安徒生童话英文版:Soup on a Sausage-Peg 香肠栓熬的汤

发布时间:2017-08-06 编辑:tyl

  The little mouse began to beat time, and music was heard. It was not the elfin music of the forest. No, it was such as can be heard in the kitchen. There was the bubbling sound of boiling and stewing. It came all at once, as though the wind rushed through every chimney funnel, and every pot and kettle boiled over. The fire shovel clanged upon the copper kettle, and then all at once the sound died down. One heard the whisper of the tea kettle's song, so sweet to hear and so low they could scarcely tell when it began or left off. The little pot simmered and the big pot boiled, and neither kept time with the other. It was as if there were no reason left in the pots. And the little mouse flourished her baton even more fiercely. The pots seethed, bubbled, and boiled over.
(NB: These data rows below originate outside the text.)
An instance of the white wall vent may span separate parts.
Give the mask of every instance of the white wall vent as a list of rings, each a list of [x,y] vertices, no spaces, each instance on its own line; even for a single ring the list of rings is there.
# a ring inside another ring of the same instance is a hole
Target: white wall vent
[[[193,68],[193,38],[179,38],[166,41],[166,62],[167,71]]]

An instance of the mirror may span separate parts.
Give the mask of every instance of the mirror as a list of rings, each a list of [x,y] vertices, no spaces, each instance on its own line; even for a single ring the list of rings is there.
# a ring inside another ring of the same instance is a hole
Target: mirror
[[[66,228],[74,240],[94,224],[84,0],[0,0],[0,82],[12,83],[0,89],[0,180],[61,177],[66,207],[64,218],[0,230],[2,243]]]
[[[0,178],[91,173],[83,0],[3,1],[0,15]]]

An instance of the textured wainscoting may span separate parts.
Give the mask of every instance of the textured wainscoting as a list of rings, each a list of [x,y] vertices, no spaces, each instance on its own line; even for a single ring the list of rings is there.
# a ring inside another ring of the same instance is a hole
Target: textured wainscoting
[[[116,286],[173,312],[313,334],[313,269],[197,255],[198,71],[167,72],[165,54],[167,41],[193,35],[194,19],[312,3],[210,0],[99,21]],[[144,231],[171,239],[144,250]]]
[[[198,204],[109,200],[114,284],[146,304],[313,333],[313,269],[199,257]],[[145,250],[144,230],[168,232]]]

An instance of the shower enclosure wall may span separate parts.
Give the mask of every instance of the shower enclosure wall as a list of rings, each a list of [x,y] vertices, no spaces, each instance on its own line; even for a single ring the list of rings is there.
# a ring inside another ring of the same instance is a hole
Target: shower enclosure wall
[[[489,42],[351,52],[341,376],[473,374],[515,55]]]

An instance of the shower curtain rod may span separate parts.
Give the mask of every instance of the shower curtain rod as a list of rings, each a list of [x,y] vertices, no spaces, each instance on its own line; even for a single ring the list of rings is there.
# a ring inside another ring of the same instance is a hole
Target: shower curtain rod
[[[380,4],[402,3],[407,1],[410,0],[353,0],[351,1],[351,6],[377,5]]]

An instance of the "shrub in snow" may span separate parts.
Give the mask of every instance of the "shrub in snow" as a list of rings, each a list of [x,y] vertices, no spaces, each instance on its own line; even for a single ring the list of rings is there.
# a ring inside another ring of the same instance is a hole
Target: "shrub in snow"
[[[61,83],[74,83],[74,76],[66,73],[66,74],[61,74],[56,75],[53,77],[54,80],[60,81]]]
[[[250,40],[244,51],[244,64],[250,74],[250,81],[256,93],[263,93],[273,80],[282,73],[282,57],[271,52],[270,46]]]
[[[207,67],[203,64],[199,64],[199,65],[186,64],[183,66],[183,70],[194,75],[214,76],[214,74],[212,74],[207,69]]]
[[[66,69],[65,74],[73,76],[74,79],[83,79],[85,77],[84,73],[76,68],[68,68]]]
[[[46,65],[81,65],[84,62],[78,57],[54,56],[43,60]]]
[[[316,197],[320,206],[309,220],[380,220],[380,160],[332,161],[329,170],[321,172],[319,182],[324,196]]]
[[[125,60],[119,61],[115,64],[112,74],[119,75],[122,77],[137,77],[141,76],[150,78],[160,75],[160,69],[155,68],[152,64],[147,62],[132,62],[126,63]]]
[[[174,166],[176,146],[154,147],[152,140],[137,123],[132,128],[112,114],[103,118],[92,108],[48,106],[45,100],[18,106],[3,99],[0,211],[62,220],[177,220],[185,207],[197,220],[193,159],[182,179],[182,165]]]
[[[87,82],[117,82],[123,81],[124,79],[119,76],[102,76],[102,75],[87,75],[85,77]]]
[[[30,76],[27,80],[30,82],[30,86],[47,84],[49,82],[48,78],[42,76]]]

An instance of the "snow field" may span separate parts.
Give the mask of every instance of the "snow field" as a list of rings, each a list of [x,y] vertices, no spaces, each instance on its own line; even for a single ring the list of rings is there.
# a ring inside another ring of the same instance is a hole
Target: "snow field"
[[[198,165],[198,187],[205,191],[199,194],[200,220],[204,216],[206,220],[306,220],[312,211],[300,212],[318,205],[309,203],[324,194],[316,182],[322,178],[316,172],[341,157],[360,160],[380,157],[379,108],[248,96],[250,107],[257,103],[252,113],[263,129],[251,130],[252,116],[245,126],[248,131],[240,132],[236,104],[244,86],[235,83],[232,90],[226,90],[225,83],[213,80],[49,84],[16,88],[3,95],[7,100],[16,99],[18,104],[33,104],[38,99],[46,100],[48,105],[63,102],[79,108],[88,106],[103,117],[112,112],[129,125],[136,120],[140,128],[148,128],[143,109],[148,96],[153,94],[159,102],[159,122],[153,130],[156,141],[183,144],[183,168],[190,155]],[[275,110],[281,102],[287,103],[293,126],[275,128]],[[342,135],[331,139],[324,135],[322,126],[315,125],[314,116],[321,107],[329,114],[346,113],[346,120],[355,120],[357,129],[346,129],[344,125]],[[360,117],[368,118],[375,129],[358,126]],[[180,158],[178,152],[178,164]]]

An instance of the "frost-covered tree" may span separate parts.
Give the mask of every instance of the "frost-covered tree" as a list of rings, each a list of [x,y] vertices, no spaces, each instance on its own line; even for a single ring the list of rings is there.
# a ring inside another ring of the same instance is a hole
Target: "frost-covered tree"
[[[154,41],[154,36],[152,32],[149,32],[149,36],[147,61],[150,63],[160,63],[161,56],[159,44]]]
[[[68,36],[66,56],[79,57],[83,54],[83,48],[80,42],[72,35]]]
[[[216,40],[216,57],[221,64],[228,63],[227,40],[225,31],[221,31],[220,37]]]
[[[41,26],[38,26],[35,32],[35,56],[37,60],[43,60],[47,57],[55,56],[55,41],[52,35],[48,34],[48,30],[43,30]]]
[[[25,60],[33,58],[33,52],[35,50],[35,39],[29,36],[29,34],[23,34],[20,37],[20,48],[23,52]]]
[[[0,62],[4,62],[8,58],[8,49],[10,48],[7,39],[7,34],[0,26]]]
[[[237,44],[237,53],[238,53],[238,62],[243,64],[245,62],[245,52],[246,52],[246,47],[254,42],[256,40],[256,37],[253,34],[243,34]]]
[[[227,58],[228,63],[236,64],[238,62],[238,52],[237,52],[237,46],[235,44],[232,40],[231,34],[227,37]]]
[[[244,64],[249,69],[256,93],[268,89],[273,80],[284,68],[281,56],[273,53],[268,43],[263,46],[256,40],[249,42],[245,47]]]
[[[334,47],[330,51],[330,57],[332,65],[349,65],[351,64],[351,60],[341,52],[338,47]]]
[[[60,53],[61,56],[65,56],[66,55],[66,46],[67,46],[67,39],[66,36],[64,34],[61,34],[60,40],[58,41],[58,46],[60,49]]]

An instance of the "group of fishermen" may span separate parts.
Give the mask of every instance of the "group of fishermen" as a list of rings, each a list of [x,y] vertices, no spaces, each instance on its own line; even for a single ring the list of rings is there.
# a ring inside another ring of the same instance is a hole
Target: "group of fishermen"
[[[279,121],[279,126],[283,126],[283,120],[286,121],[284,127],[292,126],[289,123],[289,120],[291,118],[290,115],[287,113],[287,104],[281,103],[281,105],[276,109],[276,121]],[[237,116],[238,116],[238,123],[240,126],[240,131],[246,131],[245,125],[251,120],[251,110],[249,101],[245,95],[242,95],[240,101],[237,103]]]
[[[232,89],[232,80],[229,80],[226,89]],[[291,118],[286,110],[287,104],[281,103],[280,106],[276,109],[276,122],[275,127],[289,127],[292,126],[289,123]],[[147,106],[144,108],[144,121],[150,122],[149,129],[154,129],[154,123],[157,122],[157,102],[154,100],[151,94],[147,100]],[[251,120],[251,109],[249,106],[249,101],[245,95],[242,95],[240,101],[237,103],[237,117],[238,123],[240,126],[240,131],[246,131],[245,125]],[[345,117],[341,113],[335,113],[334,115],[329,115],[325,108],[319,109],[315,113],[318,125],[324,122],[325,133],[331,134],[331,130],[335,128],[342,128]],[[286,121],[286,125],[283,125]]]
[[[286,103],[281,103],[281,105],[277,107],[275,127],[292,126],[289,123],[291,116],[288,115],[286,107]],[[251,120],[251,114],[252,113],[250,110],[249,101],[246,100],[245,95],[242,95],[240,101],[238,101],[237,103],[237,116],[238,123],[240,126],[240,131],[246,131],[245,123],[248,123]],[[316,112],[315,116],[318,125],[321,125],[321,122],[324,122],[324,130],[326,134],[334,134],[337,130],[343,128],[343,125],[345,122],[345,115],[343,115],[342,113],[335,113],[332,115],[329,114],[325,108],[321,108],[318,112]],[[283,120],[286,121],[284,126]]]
The wind whistled and roared down the chimney. Puff! it rose so tremendously that the little mouse at length lost hold of her stick.

  "That was thick soup," said the mouse king. "Is it ready to be served?"

  "That's all there is to it." The little mouse curtsied.

  "All?" said the mouse king. "Then we had better hear what the next has to tell us."

  III. WHAT THE SECOND LITTLE MOUSE HAD TO TELL

  "I was born in the palace library," said the second mouse. "I and other members of my family have never known the luxury of visiting a dining room, much less a pantry. Only on my journey and here today have I seen a kitchen. In the library we often went hungry indeed, but we got a great deal of knowledge. The news of the royal reward offered for making soup from a sausage peg finally reached us. It was my grandmother who promptly ferreted out a manuscript, which of course she could not read, but from which she has heard the following passage read: 'If one is a poet, one can make soup out of a sausage peg.'

  "She asked me if I were a poet. I told her I was entirely innocent in such matters, but she insisted that I must go forth and manage to be one. I asked how to do it, for that was as hard for me to learn as it was to find out how to make the soup. But my grandmother had heard a good many books read, and she told me that three things were essential: 'Understanding, imagination, and feeling-if you can manage to get these into you, you'll be a poet, and this business of the sausage peg will come to you by nature.'

  "So off I went, marching westward, out into the wide world to become a poet.

  "I knew that understanding comes first in everything, because the other two virtues aren't half as well thought of, so I set off in search of understanding at once. Yes, but where does it live? 'Go to the ant and be wise,' said the great King of the Jews. I learned that in the library. So I did not rest until I came to a big ant hill. There I posted myself on watch, to learn wisdom.

  "The ants are a very respectable race. They understand things thoroughly. With them everything is like a well worked problem in arithmetic that comes out right. Work and lay eggs, they say, for you must both live your life and provide for the future. So that is just what they do. They are divided into clean ants and those who do the dirty work. Each one is numbered according to his rank, and the ant queen is number one. What she thinks is the only right way to think, for she contains all wisdom, and it was most important for me to learn this from her. But she talked so cleverly that it seemed like nonsense to me.

  "She asserted that her ant hill was the highest thing in all the world, though quite close to it grew a tree which was obviously higher. It was so very much higher that there was no denying it, and consequently it was never mentioned. One evening an ant got lost in the tree. She climbed up the trunk, not to the very top but higher than any ant had climbed before. When she came home and told of finding something even more lofty than the ant hill, the other ants considered that she had insulted the whole community. She was muzzled, and comdemned to solitary confinement for life. Shortly afterward another ant climbed the tree, making the same journey and the same discovery. But this ant reported it with suitable caution and diffidence as they say. Besides, she was one of the upper-class ants-one of the clean ones. So they believed her, and when she died thay gave her an eggshell momument, to show their love of science."

  The little mouse went on to say, "I saw the ants continually running to and fro with eggs on their backs. One of them dropped hers, and tried to pick it up again, but she couldn't manage it. Two others came to help her with all their power. But when they came near dropping their own eggs in the attempt they at once stopped helping, for each must first think of himself. The queen ant said that they had displayed both heart and understanding.

  " 'These two virtues,' she said, 'raise ants above all other creatures of reason. Understanding must and shall always come first, and I have more of it than anyone else.' With this, she reared up on her hind legs so that all could be sure who she was. I was sure who she was, and I ate her. 'Go to the ant and be wise'-and I had swallowed the queen.